Re: [Qemu-devel] [PATCH 1/8] cutils: unsigned int parsing functions

Eduardo Habkost Fri, 18 Jan 2013 05:25:43 -0800

On Fri, Jan 18, 2013 at 11:01:14AM +0100, Markus Armbruster wrote:
> Eduardo Habkost <ehabk...@redhat.com> writes:
> 
> > There are lots of duplicate parsing code using strto*() in QEMU, and
> > most of that code is broken in one way or another. Even the visitors
> > code have duplicate integer parsing code[1]. This introduces functions
> > to help parsing unsigned int values: parse_uint() and parse_uint_full().
> >
> > Parsing functions for signed ints and floats will be submitted later.
> >
> > parse_uint_full() has all the checks made by opts_type_uint64() at
> > opts-visitor.c:
> >
> >  - Check for NULL (returns -EINVAL)
> >  - Check for negative numbers (returns -ERANGE)
> >  - Check for empty string (returns -EINVAL)
> >  - Check for overflow or other errno values set by strtoll() (returns
> >    -errno)
> >  - Check for end of string (reject invalid characters after number)
> >    (returns -EINVAL)
> >
> > parse_uint() does everything above except checking for the end of the
> > string, so callers can continue parsing the remainder of string after
> > the number.
> >
> > Unit tests included.
> >
> > [1] string-input-visitor.c:parse_int() could use the same parsing code
> >     used by opts-visitor.c:opts_type_int(), instead of duplicating that
> >     logic.
> [...]
> > diff --git a/util/cutils.c b/util/cutils.c
> > index 80bb1dc..7f09251 100644
> > --- a/util/cutils.c
> > +++ b/util/cutils.c
> > @@ -270,6 +270,85 @@ int64_t strtosz(const char *nptr, char **end)
> >      return strtosz_suffix(nptr, end, STRTOSZ_DEFSUFFIX_MB);
> >  }
> >  
> > +/* Try to parse an unsigned integer
> > + *
> > + * Error checks done by the function:
> > + * - NULL pointer will return -EINVAL.
> > + * - Empty strings will return -EINVAL.
> 
> Same for strings containing only whitespace.


Oh, you're right.

> 
> > + * - Overflow errors or other errno values  set by strtoull() will
> 
> Extra space before 'set'.

Oops.

> 
> > + *   return -errno (-ERANGE in case of overflow).
> > + * - Differently from strtoull(), values starting with a minus sign are
> > + *   rejected (returning -ERANGE).
> > + *
> > + * Sets endptr to point to the first invalid character.
> 
> Mention that unlike strtol() & friends, endptr must not be null?
> Probably not necessary.

I believe it is implicit if I document it as "Sets *endptr". But worth
documenting as it is different from strtoull() behavior.

> 
> The two ERANGE cases treat endptr differently: it's either set to point
> just behind the out-of-range number, or to point to the beginning of the
> out-of-range number.  Ugh.

This should be fixed in the newer version I sent.

> 
> > +                                                        Callers may rely
> > + * on *value and *endptr to be always set by the function, even in case of
> > + * errors.
> 
> You neglect to specify what gets assigned to *value in error cases.
> 

Undefined.  :-)

Anyway, I agree it not very useful to document that "*value and *endptr
will be always set" if it is undefined. I will try to reword it.
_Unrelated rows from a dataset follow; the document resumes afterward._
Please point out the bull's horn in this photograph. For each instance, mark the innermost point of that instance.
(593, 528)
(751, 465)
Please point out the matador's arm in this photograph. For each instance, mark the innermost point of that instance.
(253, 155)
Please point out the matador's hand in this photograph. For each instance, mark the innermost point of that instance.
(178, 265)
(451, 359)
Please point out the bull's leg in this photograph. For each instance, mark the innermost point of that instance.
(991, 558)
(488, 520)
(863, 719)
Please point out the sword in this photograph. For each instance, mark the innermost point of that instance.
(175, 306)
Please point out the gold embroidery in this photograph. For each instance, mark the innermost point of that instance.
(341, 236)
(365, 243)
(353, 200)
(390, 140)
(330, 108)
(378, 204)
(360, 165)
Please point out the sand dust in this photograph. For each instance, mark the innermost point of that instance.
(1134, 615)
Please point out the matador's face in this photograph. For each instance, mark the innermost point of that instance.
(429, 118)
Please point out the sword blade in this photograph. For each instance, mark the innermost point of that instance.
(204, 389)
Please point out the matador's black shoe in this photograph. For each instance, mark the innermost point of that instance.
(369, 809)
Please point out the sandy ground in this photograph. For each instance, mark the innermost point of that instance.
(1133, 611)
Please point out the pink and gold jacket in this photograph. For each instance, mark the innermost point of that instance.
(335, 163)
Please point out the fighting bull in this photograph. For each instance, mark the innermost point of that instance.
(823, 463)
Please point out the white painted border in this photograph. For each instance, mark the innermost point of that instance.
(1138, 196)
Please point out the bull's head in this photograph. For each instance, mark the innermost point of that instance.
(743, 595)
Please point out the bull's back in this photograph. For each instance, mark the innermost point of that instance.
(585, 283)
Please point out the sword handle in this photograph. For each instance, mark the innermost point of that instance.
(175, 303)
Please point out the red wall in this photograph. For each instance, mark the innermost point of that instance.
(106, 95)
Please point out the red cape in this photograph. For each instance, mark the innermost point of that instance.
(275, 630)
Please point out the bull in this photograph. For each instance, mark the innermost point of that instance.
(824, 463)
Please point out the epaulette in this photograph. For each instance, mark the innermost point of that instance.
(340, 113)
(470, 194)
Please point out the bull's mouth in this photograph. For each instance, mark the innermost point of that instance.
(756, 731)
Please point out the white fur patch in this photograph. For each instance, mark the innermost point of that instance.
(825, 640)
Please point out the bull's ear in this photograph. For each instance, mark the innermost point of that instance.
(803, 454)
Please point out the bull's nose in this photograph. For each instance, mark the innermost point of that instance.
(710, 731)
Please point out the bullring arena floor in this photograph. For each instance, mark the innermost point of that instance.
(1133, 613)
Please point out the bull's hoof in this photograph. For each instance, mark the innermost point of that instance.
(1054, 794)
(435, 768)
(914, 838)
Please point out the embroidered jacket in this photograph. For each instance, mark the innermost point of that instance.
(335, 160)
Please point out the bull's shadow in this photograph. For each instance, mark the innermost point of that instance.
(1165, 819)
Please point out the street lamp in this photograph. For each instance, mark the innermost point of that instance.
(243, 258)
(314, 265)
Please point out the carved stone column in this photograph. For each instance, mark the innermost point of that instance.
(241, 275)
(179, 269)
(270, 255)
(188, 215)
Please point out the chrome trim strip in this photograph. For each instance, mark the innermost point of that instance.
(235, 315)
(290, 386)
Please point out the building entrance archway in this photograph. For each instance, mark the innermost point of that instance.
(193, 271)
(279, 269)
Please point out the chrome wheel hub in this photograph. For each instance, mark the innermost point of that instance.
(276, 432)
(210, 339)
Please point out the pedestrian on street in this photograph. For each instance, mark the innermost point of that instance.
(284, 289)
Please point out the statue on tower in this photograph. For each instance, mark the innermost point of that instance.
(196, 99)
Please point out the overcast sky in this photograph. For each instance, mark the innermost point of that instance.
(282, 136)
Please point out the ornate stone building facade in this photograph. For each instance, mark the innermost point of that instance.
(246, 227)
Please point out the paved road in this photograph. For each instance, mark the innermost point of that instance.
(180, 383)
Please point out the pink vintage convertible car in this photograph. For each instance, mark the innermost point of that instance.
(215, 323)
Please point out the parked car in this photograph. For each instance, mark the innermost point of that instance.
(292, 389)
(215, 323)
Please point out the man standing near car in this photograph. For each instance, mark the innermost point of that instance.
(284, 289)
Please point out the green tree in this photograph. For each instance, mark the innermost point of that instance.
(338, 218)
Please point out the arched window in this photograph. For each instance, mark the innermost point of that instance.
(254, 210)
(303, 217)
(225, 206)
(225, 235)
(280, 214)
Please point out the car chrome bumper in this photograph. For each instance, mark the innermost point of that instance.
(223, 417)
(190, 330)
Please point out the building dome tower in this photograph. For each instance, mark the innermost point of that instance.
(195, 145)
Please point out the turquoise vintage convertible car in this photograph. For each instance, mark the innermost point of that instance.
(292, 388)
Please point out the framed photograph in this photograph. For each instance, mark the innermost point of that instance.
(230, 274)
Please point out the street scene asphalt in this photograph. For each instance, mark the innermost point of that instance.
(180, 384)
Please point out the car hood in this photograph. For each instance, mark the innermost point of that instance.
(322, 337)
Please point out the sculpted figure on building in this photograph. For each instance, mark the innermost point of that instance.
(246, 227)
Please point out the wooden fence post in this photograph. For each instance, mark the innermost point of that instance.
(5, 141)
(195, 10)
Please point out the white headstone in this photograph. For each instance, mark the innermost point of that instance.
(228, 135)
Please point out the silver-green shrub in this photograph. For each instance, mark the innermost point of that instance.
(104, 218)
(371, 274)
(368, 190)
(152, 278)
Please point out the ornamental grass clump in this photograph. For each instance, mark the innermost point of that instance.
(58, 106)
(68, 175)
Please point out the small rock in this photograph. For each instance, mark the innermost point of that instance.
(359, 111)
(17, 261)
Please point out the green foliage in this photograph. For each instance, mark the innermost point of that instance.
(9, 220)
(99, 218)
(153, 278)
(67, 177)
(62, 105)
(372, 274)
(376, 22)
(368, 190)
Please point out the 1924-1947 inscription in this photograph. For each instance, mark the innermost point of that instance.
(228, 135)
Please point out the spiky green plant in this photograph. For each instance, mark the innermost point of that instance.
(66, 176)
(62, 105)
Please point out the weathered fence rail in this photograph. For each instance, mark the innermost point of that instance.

> Your list of error checks isn't quite complete.  Here's my try:
> 
> /**
>  * Parse unsigned integer
>  *
>  * @s: String to parse
>  * @value: Destination for parsed integer value
>  * @endptr: Destination for pointer to first character not consumed
>  * @base: integer base, between 2 and 36 inclusive, or 0
>  *
>  * Parsed syntax is just like strol()'s: arbitrary whitespace, a single
>  * optional '+' or '-', an optional "0x" if @base is 0 or 16, one or
>  * more digits.

The newer version has '-' as _not_ part of the syntax.

>  *
>  * If @s is null, or @base is invalid, or @s doesn't start with an
>  * integer in the syntax above, set *@value to 0, *@endptr to @s, and
>  * return -EINVAL.

This matches the behavior of the newer version. But I would like to keep
*value documented as undefined in case of errors.

>  *
>  * Set @endptr to point right beyond the parsed integer.
>  *
>  * If the integer is negative, set *@value to 0, and return -ERANGE.

This isn't the case in the newer version.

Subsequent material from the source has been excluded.